Crushed by Student Loans, Millennials Start Saving for Their Kids

REUTERS/Steve Dipaola

As college costs continue to grow, more families are making it a priority to save for higher education.

A study released today by Fidelity finds that 69 percent of families are currently saving for college, up from 64 percent last year. The study also finds that more parents are developing financial plans to help reach their goals and more are putting money into 529 accounts.

That confirms the mid-year report from the College Savings Plan Network, which found that the total investment by Americans families in 529 plans in the first half of 2015 reached a record $258.2 billion, up 5.6 percent from the previous year.

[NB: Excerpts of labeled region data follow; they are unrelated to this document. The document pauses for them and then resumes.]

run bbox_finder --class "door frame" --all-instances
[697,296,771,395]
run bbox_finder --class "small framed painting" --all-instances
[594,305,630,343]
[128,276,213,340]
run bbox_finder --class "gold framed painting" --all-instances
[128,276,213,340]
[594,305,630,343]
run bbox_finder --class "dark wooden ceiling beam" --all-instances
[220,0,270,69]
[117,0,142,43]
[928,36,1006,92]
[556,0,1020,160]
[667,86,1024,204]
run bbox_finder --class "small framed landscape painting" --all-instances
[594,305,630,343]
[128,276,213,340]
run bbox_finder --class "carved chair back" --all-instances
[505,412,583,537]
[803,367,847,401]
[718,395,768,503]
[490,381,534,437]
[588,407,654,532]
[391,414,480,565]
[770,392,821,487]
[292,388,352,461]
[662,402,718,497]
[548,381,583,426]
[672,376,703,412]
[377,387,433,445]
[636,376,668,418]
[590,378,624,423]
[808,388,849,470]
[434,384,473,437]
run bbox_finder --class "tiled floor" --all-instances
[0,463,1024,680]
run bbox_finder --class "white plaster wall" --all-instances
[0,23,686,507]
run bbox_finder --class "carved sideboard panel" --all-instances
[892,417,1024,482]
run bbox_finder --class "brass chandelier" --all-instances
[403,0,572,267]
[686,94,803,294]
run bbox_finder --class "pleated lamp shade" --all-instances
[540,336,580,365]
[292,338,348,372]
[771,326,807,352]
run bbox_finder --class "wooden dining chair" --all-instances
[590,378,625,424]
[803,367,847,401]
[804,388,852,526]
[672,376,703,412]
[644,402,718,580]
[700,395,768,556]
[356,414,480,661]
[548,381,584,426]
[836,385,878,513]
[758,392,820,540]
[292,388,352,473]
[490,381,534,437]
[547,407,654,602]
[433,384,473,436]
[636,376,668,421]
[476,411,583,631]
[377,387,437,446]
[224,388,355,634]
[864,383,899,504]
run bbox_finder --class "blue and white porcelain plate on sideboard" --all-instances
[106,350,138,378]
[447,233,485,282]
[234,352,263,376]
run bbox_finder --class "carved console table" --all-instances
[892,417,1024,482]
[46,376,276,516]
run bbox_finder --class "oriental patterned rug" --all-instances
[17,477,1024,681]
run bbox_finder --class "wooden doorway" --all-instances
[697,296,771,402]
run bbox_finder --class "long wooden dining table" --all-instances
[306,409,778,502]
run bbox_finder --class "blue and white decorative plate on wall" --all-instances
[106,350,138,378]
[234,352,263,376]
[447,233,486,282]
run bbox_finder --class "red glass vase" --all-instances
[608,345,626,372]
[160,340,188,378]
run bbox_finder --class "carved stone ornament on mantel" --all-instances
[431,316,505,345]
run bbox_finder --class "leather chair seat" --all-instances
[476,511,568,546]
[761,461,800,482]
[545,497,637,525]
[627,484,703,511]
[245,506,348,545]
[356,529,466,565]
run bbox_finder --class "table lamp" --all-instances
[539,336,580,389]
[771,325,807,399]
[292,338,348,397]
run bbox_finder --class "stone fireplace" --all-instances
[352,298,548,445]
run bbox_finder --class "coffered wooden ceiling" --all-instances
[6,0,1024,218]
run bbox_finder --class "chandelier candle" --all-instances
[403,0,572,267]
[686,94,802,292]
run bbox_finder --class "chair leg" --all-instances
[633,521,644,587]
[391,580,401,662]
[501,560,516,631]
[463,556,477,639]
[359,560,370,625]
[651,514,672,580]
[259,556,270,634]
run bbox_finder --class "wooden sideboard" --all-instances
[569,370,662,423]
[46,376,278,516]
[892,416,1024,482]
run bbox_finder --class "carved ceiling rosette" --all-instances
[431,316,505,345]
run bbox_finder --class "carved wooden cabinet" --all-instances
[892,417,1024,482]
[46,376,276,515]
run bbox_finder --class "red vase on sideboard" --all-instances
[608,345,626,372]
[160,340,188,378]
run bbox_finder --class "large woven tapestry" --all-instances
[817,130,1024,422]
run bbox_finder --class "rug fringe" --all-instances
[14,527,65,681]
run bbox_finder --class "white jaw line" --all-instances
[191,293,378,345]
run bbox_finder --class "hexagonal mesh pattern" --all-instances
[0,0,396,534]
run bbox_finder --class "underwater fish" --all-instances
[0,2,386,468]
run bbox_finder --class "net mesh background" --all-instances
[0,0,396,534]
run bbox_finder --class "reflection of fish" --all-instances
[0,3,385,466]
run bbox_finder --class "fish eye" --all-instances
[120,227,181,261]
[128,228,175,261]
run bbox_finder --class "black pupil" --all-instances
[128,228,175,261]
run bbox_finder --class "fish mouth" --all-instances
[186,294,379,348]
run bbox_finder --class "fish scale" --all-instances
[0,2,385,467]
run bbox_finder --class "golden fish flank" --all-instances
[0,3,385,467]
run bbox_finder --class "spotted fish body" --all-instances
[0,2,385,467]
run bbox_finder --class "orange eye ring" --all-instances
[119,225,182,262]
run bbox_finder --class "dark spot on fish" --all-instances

Related: The College Savings Plan Most Americans Need to Know About

Fidelity’s report found that parents aim to cover at least two-thirds of their children’s college costs, but the average family is on track to save just 27 percent of their college funding goals by the time their child reaches college age.

Millennial parents are among the most ambitious when it comes to paying for their children’s college, intending to cover an average of 74 percent of their children’s college costs. Nearly half of millennial parents plan to cover the entire bill.

The Fidelity study attributes millennials’ ambitious college savings plans to their own struggles with student debt; 56 percent of them are still paying back their own student loans. Nine in 10 of those paying off their own college debts plan to re-allocate those payments to savings for their children once their own loans are paid off.

Millennials are more likely than any other parents to fund a 529 savings plan, save money on a monthly basis, and to have increased the percentage of income that they save each month over the past year.